Avril Haines is also the first woman director of national intelligence. While the DNI position has only existed since 2005, it oversees the entire federal intelligence apparatus and serves as the intelligence community’s representative to the president. Few positions in the federal government are more powerful.
Within the Cabinet, Gendered Realities Still Exist: “National Security, Defense and the Military Should Be Left to the Boys”
Despite these important advancements, some of the firsts obscure the gendered realities that still exist in the Cabinet. Gender parity does not mean gender equality. Of all the big national security positions—director of national intelligence, secretary of defense, attorney general, CIA director, secretary of state and national security advisor—only one position is held by a woman. The rest are men.

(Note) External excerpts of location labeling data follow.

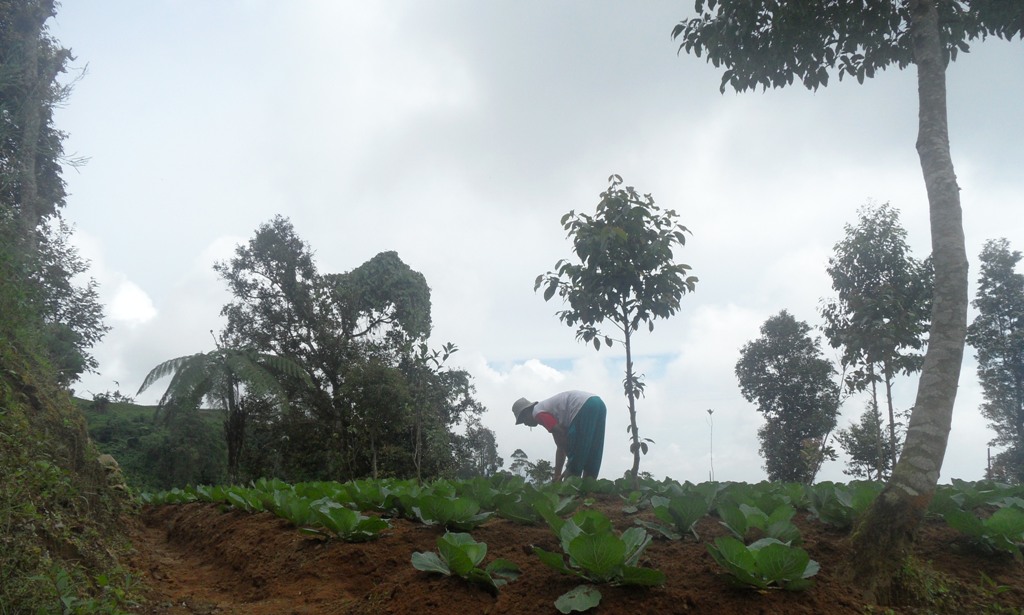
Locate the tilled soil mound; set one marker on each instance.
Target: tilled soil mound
(197, 559)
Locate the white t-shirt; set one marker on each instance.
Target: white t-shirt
(563, 406)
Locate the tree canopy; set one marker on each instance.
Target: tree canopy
(783, 372)
(997, 337)
(778, 42)
(626, 275)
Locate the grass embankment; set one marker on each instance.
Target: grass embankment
(60, 516)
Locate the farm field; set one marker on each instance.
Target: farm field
(207, 558)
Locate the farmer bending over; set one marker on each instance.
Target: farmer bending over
(576, 420)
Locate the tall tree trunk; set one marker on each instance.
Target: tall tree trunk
(892, 415)
(235, 428)
(880, 459)
(630, 387)
(882, 538)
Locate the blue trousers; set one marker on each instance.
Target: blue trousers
(586, 436)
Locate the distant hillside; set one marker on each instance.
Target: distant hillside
(155, 453)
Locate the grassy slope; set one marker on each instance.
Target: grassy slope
(60, 519)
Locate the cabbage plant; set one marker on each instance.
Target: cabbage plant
(765, 563)
(459, 555)
(597, 555)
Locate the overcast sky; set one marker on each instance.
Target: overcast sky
(457, 133)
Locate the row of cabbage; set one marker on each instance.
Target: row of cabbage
(762, 548)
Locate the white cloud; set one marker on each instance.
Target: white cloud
(435, 131)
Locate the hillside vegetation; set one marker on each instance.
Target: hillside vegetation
(60, 514)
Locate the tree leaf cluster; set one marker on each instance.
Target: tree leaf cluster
(997, 337)
(776, 44)
(783, 374)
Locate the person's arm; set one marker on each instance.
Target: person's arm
(561, 436)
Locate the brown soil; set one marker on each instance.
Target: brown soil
(197, 559)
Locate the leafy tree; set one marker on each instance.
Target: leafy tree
(379, 395)
(68, 317)
(476, 451)
(337, 324)
(539, 473)
(880, 316)
(73, 316)
(771, 43)
(222, 376)
(627, 275)
(783, 372)
(864, 442)
(520, 463)
(997, 337)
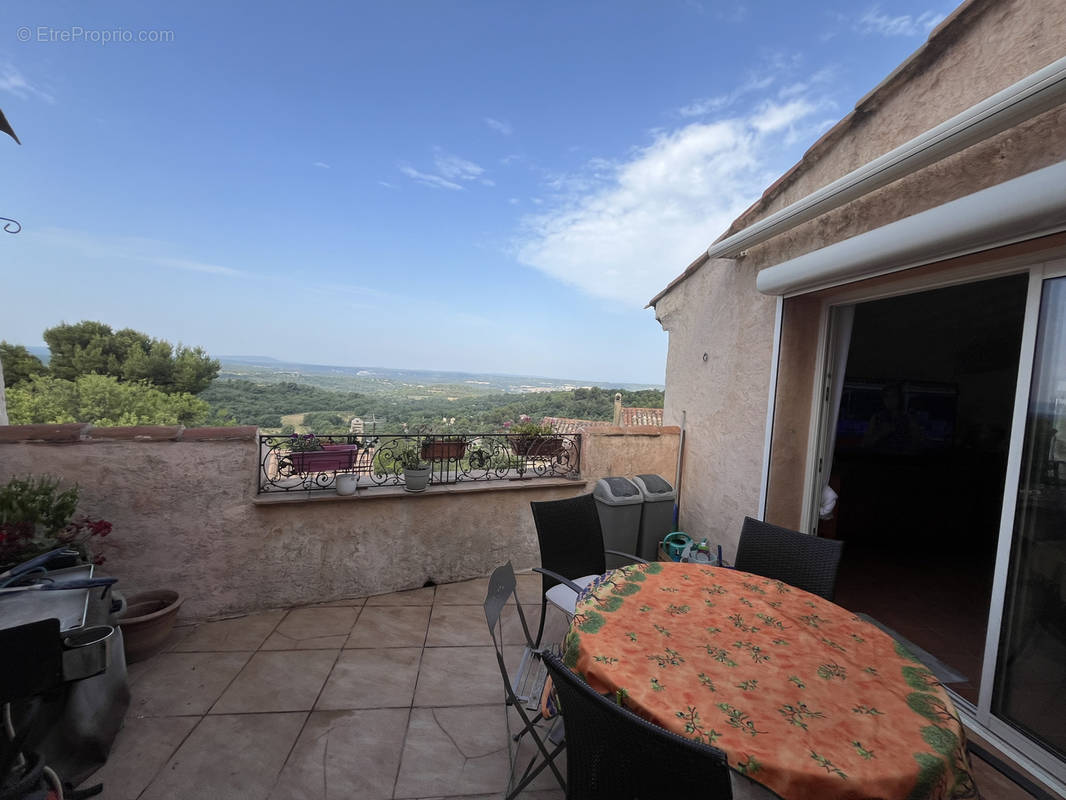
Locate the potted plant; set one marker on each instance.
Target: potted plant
(36, 517)
(416, 472)
(531, 441)
(443, 448)
(309, 454)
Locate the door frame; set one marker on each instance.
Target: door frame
(1039, 267)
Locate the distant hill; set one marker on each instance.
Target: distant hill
(384, 380)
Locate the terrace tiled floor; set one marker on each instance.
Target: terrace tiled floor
(397, 696)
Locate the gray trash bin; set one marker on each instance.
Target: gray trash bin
(618, 502)
(657, 518)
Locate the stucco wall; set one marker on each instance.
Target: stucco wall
(184, 516)
(988, 46)
(984, 47)
(719, 312)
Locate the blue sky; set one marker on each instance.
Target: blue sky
(486, 187)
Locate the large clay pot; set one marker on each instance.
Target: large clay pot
(147, 621)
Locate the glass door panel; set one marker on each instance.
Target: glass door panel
(1030, 688)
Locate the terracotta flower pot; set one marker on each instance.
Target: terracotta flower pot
(443, 450)
(537, 446)
(148, 619)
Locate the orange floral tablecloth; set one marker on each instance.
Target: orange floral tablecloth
(803, 696)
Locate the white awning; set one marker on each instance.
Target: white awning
(1021, 208)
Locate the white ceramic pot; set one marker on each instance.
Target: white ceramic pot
(346, 484)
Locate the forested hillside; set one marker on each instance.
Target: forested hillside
(325, 411)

This allocation of power implies that women are welcome in the Cabinet—as long as they are focused on domestic issues, which are safe and traditional for women to manage. National security, defense and the military should be left to the boys to handle.
To be clear, I don’t believe that Biden thinks women are incapable of handling serious issues. Furthermore, it is incredibly important for a president to select secretaries with whom they can have a good relationship. Nothing sinks an administration faster than Cabinet discord. But the current appointments do continue, if not reinforce, traditional gender Cabinet stereotypes.
I have no doubt that it’s only a matter of time before women shatter these remaining glass ceilings. The Cabinet and the nation will be better off when that day comes.